After more than a year of faculty scrutiny, student protest, and administrative review of the College’s penalties on members of single-gender final clubs and Greek organizations, the Harvard Corporation voted in Dec. 2017 to keep the social group policy as is.
Introduced in May 2016, the policy bars members of unrecognized single-gender social organizations—starting with the Class of 2021—from holding leadership positions in student groups and athletic teams and from receiving College endorsement for certain postgraduate fellowships.
At the start of 2017, the policy’s fate was uncertain. After some professors charged faculty members were not properly consulted during the policy\'s formulation, Dean of the College Rakesh Khurana announced the creation of a faculty committee in January with the power to “revise or replace” the penalties.

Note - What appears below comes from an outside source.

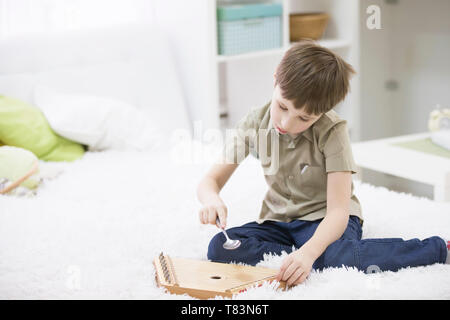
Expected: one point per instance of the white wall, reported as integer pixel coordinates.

In June, that committee, led by Khurana and Music Professor Suzannah Clark, released an interim report recommending all social groups be “phased out by May 2022.” The committee claimed strong majority support for the proposal—but The Crimson reported in July that only seven members of the 27-member committee voted for this total ban.

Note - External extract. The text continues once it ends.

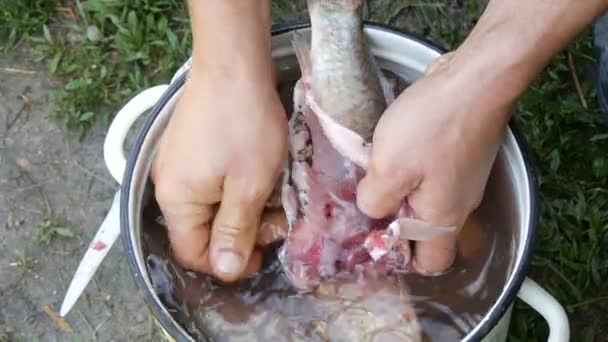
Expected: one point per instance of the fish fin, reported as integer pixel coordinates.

Three months later, the committee published a final report walking back the proposed ban. Instead, the committee suggested three options: The original May 2016 policy, a complete ban of single-gender final clubs and Greek organizations, or a set of “other possible solutions.”

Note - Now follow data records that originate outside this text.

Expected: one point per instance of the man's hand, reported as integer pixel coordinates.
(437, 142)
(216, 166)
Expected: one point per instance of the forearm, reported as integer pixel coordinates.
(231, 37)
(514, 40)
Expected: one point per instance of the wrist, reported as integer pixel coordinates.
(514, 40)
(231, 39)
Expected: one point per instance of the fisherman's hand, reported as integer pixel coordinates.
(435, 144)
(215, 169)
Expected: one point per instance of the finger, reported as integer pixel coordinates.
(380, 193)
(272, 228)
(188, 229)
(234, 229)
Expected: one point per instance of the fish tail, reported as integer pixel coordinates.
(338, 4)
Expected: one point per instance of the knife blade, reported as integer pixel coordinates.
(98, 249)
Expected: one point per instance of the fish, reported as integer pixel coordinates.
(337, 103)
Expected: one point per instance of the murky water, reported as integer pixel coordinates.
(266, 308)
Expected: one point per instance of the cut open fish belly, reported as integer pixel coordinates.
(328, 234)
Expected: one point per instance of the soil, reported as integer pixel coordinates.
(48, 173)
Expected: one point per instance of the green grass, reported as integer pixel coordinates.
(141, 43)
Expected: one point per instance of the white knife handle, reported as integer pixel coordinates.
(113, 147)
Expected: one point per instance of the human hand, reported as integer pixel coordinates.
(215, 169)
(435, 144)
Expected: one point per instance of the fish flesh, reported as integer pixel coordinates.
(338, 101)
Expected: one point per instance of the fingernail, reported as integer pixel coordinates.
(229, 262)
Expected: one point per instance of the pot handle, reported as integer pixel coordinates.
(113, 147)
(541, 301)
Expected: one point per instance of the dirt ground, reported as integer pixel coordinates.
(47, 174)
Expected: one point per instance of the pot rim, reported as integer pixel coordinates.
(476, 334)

Faust announced in December that the University would pick the first option and keep the 2016 policy—but the choice was not hers alone. The Corporation, the University’s highest governing body, waded into the debate with its vote for the sanctions. This atypical intervention in undergraduate social life is meant to ensure the penalties will stay in effect under Harvard’s next president, who takes office after Faust steps down in June 2018.
Over the past year, some professors argued the sanctions should fall under Faculty purview—former dean of the College Harry R. Lewis \'68 even spearheaded two Faculty motions designed to kill the penalties, both of which ultimately failed in a major victory for administrators. The Corporation’s involvement, however, put a definitive end to the months-long debate over governance between the Faculty and the administration.
Though the policy was in limbo for much of the year, it still had an effect: At least six single-gender social organizations restructured and adopted co-ed membership practices following the May 2016 announcement. Other groups, though, remained defiant; the all-male Fox Club, for example, revoked membership from all women in July and reverted to its traditional single-gender status.
The content of the policy may be finally settled, but questions about its implementation and repercussions remain. In December, Dean of the Faculty of Arts and Sciences Michael D. Smith said it is still unclear whether the sanctions will be included in the next student handbook; changes to the handbook require Faculty approval.
Adding to the uncertainty, an amendment to a higher education bill currently making its way through Congress would bar universities—perhaps including Harvard—from implementing policies that ban membership in single-gender groups.